Le groupe Discovery deviendra l'actionnaire majoritaire d'Eurosport France dans les prochains jours. Avec de très grosses ambitions.

D’ici à quelques jours, probablement dans la semaine à venir, le CSA devrait accepter la demande du groupe TF1 faite fin décembre d’abandonner la fréquence qu’il possédait sur la TNT payante pour Eurosport France. La disparition de la chaîne sportive de la TNT payante ouvrira alors en grand les portes d’une prise de participation majoritaire du groupe Discovery dans Eurosport France, comme l’annonçait l’alliance signée il y a deux ans entre les deux groupes.

Actuellement, le groupe américain, qui détient 51% d’Eurosport International (54 pays, 20 langues, 133 millions de foyers), ne possède que 20% de la filiale française. Légalement, Discovery, entreprise non européenne, ne peut pas augmenter sa participation tant que TF1 n’a pas abandonné sa fréquence TNT.

Dans quelques jours donc, et si personne chez Eurosport ne souhaite encore aborder le sujet, Discovery pourra devenir majoritaire à 51% (voire acquérir 100% avant décembre 2017). Le groupe américain sera alors en mesure d’investir dans Eurosport France et d’aller rivaliser sur le terrain des droits télé avec ses nouveaux concurrents que seront Canal+, beIN Sports, France Télévisions et les autres chaînes sportives du PAF.

Discovery en a les moyens. Ce sera sans doute un peu court pour les droits du Top 14 mis en vente en décembre et dont on attend une réponse des diffuseurs le 19 janvier. Mais Discovery a d’ores et déjà annoncé qu’il s’intéressera à l’ensemble des droits premium sur le marché international et hexagonal.

«Notre stratégie sera agressive, quitte à passer des alliances pour acquérir des droits», a annoncé Jean-Briac Perette, le boss de Discovery International, à la Royal Television Society (RTS). «Nous n’avons pas acheté Eurosport pour maintenir un statu quo. Nous observerons toutes les opportunités du marché.»

« Formule 1, Wimbledon, Premier League... »Discovery lorgnerait ainsi sur les droits de la Formule 1 que détient encore Canal+ pour une saison. Ce qui renforcerait le pôle sports mécaniques déjà conséquent sur Eurosport. Idem pour le tennis. Le groupe américain, qui détiendra trois tournois du Grand Chelem (Australie, US Open et Roland-Garros) pourrait aussi faire une offensive du côté de Wimbledon actuellement détenu par beIN Sports.

«Nous croyons dans la marque, dans son potentiel, assure Perette sur le site SportsPro. Notre priorité est de sécuriser ses droits.
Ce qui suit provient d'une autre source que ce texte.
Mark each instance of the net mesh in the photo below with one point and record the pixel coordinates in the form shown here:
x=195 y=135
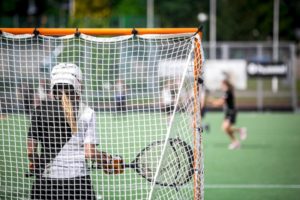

Ensuite de lui donner une image de chaîne de sport premium et développer ce nouveau statut par plus de communication.»

Une stratégie d'acquisition portée sur les sports populaires au niveau local déjà engagée à l'étrang

En Italie, Discovery s’était par exemple positionnée il y a quelques semaines sur les droits de la Serie A italienne en concurrence avec Mediaset et Sky Italia. Qu’elle n’a finalement pas eus. Aujourd’hui elle s’intéresse, pour British Eurosport, à des lots de Premier League qui viennent d’être mis sur le marché en Grande-Bretagne. En s’alliant, pourquoi pas, à BSkyB ou Virgin Media, pour contrer BT. Et Quest, l’une de ses chaînes, a diffusé la rencontre amicale Real Madrid – Milan AC fin décembre dernier.

Discovery aurait aussi déjà acquis les droits du championnat du monde de Hockey sur glace 2015 qu’elle réserve à ses filiales Eurosport de Scandinavie, grands fans de la discipline et donc garantes de grosses audiences.

Des ambitions à prendre très au sérieux

Le groupe Discovery, leader mondial de la télévision payante, est déjà présent dans près de 220 pays et territoires. Soit un peu moins de trois milliards d’abonnés. Un atout visibilité qui compte pour les ayant-droits. «Nous n’avons pas d’histoire dans le domaine des programmes de sport, mais c’est devenu un genre incroyablement important aujourd’hui. Mais nous ne sommes pas pressés, c’est un marathon, pas un sprint», a ajouté Perette lors du dernier Sportel à Monaco. Il faudra enfin garder un œil sur TF1 et voir ce qu’elle fera des 800 millions d’euros et quelques engrangés dans l’affaire.